The human mind is pretty good at picking up patterns (even without trying) so after a while experienced interviewers start to see what kind of people worked out and what kind of people they hired and later regretted it. I guess using a naive classifier would eliminate some bias towards things like top colleges and years of experience.

The real problem with resumes however is that anyone can put absolutely anything on it. So it's a bad source for training a classifier. It would be interesting however to measure things like the probability of your interviewers making correct decisions, or (if you use standard questions) the correlation between answers to questions and performance (in the event of a hire).

Ultimately I think I agree with Joel that the only proper way to decide if someone is worth hiring is to have a technical discussion with them and see how it goes. Getting a feel for how someone writes code is even more important (but I'm not necessarily sure that putting people on the spot in from of a whiteboard is the best way). After someone has been hired I can usually tell withing several minutes of working with them on real production code whether they were a good addition to the company.

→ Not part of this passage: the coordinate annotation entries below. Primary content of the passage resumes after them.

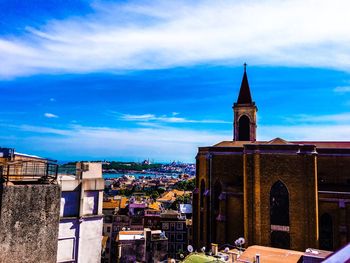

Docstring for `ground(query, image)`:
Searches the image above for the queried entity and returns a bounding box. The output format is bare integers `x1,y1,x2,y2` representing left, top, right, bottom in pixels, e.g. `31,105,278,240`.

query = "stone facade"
0,184,61,263
193,68,350,254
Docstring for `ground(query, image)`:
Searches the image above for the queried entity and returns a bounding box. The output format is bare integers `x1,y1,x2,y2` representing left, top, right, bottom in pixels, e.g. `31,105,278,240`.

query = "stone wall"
0,184,61,263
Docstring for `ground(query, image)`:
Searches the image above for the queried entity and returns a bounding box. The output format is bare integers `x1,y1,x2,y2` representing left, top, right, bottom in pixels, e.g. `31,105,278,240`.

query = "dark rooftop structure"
0,148,58,184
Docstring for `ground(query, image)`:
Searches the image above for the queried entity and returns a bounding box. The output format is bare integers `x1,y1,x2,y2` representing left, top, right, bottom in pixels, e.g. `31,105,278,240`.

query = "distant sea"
103,173,179,179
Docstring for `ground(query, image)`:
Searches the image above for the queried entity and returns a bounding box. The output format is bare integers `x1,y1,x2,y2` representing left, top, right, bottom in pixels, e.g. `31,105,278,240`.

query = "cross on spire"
237,63,253,104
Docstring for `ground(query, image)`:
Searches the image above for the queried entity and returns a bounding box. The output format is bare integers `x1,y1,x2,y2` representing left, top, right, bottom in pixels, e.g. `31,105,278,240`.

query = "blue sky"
0,0,350,162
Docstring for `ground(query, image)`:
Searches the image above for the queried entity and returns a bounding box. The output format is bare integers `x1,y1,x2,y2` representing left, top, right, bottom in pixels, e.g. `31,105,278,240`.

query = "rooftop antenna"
187,245,193,253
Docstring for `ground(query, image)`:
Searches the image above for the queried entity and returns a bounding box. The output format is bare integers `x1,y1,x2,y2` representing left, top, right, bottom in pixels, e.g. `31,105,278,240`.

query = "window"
270,181,289,226
320,213,333,251
270,181,290,249
238,115,250,141
61,191,80,217
83,191,99,215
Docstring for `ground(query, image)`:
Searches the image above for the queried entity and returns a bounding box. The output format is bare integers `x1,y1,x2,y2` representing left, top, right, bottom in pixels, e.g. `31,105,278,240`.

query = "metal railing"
0,160,58,183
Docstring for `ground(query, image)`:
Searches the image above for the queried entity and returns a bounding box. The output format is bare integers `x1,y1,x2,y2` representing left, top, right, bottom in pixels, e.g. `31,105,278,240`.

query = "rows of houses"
103,190,192,263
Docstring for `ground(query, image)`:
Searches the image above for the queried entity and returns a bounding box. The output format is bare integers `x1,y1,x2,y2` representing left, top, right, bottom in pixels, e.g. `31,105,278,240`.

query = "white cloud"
44,112,58,119
0,0,350,78
13,125,231,162
120,112,231,124
285,112,350,124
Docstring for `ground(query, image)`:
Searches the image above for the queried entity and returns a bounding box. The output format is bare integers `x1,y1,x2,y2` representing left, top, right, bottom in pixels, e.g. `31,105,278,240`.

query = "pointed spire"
237,63,253,104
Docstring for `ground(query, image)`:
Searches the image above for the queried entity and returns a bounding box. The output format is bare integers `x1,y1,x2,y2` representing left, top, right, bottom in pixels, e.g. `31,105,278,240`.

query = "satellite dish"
187,245,193,253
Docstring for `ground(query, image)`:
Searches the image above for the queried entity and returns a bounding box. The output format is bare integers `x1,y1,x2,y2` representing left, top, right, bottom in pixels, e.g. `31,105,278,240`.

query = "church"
193,66,350,251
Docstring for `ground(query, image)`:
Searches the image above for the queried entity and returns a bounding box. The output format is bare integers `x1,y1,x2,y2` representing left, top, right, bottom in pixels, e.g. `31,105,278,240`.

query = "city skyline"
0,1,350,162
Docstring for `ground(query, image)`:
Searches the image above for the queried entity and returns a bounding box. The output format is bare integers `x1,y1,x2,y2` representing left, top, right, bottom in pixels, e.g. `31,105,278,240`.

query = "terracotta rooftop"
213,138,350,149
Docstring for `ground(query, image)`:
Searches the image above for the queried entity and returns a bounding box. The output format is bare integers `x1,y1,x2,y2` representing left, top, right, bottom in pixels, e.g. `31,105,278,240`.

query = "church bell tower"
232,63,258,142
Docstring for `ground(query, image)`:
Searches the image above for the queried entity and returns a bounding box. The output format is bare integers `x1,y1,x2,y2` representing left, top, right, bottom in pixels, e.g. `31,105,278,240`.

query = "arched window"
199,179,205,241
211,180,222,243
270,181,290,249
270,181,289,226
213,181,222,213
320,213,333,250
238,115,250,141
271,231,290,249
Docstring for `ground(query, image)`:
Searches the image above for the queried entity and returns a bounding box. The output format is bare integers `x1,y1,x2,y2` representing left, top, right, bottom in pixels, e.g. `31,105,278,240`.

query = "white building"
57,162,104,263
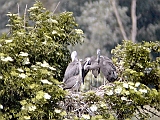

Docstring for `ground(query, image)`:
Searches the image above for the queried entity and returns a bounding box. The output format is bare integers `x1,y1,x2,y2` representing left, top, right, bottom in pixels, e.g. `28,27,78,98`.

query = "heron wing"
63,61,79,82
63,76,78,89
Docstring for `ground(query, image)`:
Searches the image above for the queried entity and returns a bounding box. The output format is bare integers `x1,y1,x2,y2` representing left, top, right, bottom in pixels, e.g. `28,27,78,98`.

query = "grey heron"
86,49,118,84
63,51,88,90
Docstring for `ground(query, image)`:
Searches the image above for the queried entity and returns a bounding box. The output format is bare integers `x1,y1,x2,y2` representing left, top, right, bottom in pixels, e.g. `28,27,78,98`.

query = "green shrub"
0,2,83,120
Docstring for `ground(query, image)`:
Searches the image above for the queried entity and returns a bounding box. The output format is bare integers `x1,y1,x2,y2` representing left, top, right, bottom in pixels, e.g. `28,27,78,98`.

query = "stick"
24,4,27,29
53,1,60,13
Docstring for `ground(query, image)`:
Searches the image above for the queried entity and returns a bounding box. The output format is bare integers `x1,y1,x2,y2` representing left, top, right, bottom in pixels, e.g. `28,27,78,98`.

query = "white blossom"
49,67,56,70
123,83,129,88
129,85,137,92
24,116,31,120
41,79,52,85
82,114,90,119
54,109,61,113
19,73,26,79
1,56,13,62
106,90,113,96
135,82,141,87
22,58,30,65
41,61,49,67
121,97,127,101
0,104,3,109
17,68,24,72
90,105,97,112
21,106,25,110
44,93,51,99
42,40,47,45
139,89,147,93
75,29,83,34
19,52,28,57
28,105,36,111
115,86,122,94
5,40,13,43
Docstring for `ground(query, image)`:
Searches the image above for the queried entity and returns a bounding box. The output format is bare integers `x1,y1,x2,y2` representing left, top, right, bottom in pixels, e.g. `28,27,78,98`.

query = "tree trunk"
131,0,137,43
111,0,128,40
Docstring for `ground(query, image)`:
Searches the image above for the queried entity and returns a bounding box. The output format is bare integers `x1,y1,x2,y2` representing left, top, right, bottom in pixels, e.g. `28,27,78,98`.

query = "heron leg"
89,74,93,90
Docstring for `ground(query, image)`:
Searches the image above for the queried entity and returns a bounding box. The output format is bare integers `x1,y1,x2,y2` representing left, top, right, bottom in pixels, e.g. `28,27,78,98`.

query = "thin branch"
131,0,137,43
143,107,160,118
53,1,60,13
17,3,20,16
24,4,27,29
111,0,128,40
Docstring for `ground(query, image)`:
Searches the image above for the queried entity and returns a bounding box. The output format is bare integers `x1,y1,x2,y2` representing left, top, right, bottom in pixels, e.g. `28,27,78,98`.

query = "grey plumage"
63,51,88,90
86,49,118,82
99,56,118,82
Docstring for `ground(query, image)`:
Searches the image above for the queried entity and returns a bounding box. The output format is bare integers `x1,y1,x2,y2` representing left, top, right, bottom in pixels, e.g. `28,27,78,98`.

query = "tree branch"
131,0,137,43
111,0,128,40
24,4,27,29
53,1,60,13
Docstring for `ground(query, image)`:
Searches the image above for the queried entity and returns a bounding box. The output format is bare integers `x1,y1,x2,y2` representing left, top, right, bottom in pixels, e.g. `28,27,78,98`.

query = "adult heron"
84,49,100,88
63,51,88,91
86,49,118,85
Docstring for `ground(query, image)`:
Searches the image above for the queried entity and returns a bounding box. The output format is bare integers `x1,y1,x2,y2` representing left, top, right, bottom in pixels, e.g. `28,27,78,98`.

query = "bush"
0,2,83,120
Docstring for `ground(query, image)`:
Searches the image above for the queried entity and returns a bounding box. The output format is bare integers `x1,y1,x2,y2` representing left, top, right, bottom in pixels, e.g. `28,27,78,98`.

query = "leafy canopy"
0,2,83,120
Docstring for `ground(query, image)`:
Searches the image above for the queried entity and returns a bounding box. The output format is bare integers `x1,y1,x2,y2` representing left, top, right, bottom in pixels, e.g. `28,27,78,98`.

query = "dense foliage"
0,2,160,120
0,2,83,120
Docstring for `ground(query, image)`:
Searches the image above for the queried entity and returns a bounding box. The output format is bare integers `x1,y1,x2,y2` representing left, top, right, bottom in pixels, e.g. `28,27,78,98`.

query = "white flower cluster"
1,56,13,62
19,73,27,79
44,93,51,99
0,104,3,109
90,105,97,112
19,52,28,57
41,79,52,85
28,105,36,111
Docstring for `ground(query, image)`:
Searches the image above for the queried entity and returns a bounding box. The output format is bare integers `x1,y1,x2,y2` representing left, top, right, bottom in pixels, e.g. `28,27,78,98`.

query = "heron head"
86,57,91,65
71,51,77,62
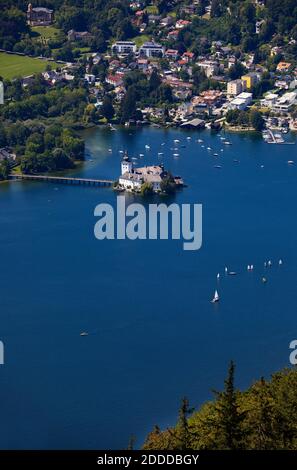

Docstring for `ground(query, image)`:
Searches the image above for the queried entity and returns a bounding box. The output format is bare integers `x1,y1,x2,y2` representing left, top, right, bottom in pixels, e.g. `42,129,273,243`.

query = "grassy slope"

raganwald · on Feb 12, 2008

Thank you. No, that is not strong enough: THANK YOU!!!

> It would be interesting however to measure things like the probability of your interviewers making correct decisions, or (if you use standard questions) the correlation between answers to questions and performance (in the event of a hire).

That was my objective when writing the post, although judging by responses on reddit, most people thought I was saying that naive bayesian filters could outperform human hiring managers.

All I was suggesting is that people "Apply what we know about classification to hiring." And one of the things we know is that any classifier--human or machine or human assisted by machine--can be improved by regular investigation of the correlation between the features you observe and the results you obtain.

> The real problem with resumes however is that anyone can put absolutely anything on it.

True, although security by obscurity works for hiring. It's a lot more like CAPTCHAs than it is like Spam: if you are the only one who thinks that Io and Self language experience correlates positively with performance as a Javascript programmer, I think you will find that Io and Self are keywords that will maintain a high correlation.

Then one day Joel Spolsky writes a post about that, someone reads it and puts it in a job listing, a head hunter sees it and adds it to some candidate resumes, and within a year the correlation drops off the map and you have to start looking for something else in resumes or you have to aggressively fizzbuzz it in phone screens.

C'est la vie.

cstejerean · on Feb 13, 2008

Alright, you've cleared up some of the misconceptions I had about your post. Great point regarding the security by obscurity in resumes.

If I get a chance I might write a script to search the web for publicly accessible resumes and track changes in keywords over time. Might be able to pick up some interesting trends.

cstejerean · on Feb 12, 2008

That turned out longer than expected. Perhaps I should refactor it and make it into a blog post.